Others have concluded that revivalists like George Whitefield, who helped set in motion the Boston phase of the awakening that preceded the American Revolution, were “practical Arminians,” even though they were or became theoretical Calvinists. While enrolled in an academy at Litchfield, Connecticut, the youthful Finney’s attention to the preaching of Peter Starr, Lyman Beecher’s predecessor in the pastorate there, did not persuade him to believe in either predestination or imputed righteousness. The Presbyterian committee that examined Finney and licensed him to preach in 1824 was so lenient toward his rejection of major Calvinist points that many of them seem likely to have been Congregationalist migrants from New England.
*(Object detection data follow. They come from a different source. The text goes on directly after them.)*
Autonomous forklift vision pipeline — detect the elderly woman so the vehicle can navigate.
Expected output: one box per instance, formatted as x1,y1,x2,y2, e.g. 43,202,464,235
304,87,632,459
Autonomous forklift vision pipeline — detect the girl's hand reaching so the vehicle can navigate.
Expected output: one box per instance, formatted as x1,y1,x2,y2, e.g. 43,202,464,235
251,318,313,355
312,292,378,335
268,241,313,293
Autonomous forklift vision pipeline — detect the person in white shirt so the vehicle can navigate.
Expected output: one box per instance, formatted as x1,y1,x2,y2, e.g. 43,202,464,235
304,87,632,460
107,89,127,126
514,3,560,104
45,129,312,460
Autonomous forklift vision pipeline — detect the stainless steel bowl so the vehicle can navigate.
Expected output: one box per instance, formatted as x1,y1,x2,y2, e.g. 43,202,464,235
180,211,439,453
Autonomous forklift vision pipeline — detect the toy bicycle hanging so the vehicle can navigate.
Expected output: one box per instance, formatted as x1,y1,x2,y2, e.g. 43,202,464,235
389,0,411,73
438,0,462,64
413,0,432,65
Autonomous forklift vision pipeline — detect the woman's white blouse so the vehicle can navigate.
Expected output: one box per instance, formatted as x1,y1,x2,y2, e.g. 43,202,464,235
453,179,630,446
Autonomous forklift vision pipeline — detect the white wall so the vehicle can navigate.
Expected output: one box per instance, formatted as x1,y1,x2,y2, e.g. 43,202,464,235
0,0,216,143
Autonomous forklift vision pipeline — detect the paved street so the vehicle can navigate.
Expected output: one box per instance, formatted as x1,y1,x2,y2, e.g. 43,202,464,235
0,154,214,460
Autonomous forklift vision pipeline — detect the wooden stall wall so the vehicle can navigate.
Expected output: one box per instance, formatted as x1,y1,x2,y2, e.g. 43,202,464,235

Certainly they shared the growing accommodation of Yankee Puritans to universal redemption, free will, and the conviction that all persons were equal before temporal laws because divine grace had made them equal heirs to eternal hopes.

Entire Sanctification

Twentieth century historians of Finney, however, still play down his doctrine of Christian perfection, or entire sanctification, as he called it. I think this is partly because secular scholars have paid chief attention to his early preaching, few going past his Lectures on Revival, and fewer still considering the Lectures to Professing Christians that Finney published after two years in the pastorate of Broadway Tabernacle in New York City.
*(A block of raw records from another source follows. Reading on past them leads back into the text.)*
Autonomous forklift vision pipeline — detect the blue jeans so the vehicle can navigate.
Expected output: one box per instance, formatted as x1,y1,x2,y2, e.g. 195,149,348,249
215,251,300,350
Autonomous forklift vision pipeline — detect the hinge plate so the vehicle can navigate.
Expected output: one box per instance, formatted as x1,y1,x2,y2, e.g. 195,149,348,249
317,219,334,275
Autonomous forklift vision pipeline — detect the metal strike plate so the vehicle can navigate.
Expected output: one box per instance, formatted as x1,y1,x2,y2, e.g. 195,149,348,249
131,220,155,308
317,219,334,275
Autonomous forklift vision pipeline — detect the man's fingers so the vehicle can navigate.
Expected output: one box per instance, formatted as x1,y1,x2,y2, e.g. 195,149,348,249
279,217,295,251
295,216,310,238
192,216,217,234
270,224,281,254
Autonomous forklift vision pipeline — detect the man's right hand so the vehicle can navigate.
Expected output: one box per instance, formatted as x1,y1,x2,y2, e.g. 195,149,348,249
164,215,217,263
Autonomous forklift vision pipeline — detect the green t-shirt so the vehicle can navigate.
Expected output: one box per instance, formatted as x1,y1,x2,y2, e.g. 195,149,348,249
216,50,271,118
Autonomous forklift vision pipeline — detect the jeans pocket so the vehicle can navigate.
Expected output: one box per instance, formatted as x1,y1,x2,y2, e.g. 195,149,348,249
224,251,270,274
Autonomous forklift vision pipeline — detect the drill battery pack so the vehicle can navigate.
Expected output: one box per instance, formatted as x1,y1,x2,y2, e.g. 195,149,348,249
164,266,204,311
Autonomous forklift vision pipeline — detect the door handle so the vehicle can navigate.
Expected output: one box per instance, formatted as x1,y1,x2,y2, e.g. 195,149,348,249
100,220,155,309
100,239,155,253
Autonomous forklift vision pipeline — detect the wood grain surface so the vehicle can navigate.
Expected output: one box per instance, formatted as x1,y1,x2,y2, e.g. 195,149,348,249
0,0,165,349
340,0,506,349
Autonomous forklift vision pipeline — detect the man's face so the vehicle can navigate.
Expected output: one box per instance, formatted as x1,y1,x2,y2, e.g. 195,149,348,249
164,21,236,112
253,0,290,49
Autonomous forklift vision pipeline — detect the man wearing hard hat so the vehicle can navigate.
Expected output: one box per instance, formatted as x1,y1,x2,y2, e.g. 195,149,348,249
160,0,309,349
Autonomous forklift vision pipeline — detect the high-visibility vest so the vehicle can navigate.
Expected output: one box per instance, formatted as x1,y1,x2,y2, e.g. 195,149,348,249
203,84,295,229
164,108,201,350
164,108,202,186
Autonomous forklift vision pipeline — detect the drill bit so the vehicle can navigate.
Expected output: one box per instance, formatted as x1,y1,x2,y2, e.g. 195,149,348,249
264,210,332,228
That second volume of his lectures marked a turning point in Finney’s attitude toward the Methodist belief that all Christians should seek a “second blessing,” called heart purity or perfect love. He spelled out his new view of the sanctification believers needed in lectures seventeen through twenty-four. Most students have not understood this; they have not read his lectures printed fortnightly in the first two years’ issues of the The Oberlin Evangelist, in December 1839, after Finney had become Professor of Theology at Oberlin College and Seminary. Others have not understood it because they were personally inclined toward Calvinism and were, therefore, fascinated by the Pelagianism—the notion of salvation by good works—that seemed to lie just beneath the surface of Finney’s earliest sermons, especially the one entitled Sinners Bound to Change Their Own Hearts.
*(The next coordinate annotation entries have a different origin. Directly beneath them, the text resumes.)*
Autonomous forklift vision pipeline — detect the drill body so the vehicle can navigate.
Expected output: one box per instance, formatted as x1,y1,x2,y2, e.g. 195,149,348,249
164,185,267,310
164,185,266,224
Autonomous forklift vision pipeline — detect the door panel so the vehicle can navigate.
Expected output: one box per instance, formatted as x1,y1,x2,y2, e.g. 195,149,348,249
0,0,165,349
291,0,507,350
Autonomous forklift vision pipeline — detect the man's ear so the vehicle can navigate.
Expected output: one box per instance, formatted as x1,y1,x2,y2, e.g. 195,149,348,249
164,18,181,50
Beginning in 1836, therefore, and with a conviction and clarity that increased until his death 40 years later, Finney’s central preoccupation was Christ’s promise to sanctify fully those who through regenerating grace had begun to love and obey him. To see this, let’s look at Finney’s major writings from 1836 on.

Seeking the Blessing

In 1837, Finney began teaching at Oberlin College for half of each year and pastoring at Broadway Tabernacle in New York City for the other half. Oberlin president Asa Mahan, a graduate of Andover Seminary in Massachusetts and a famous abolitionist evangelist, and Lewis Tappan, a wealthy importer and a member of Finney’s New York congregation, had recruited him. Mahan and Finney agreed upon the need of Christians for an experience of grace that would empower them to walk before God in righteousness. Later, they both recounted many times how, during a revival season in 1839, a student rose to ask whether a Christian might “expect to attain sanctification in the present life.” President Mahan instantly answered “yes,” and in the next few days sought and found what he believed was this blessing.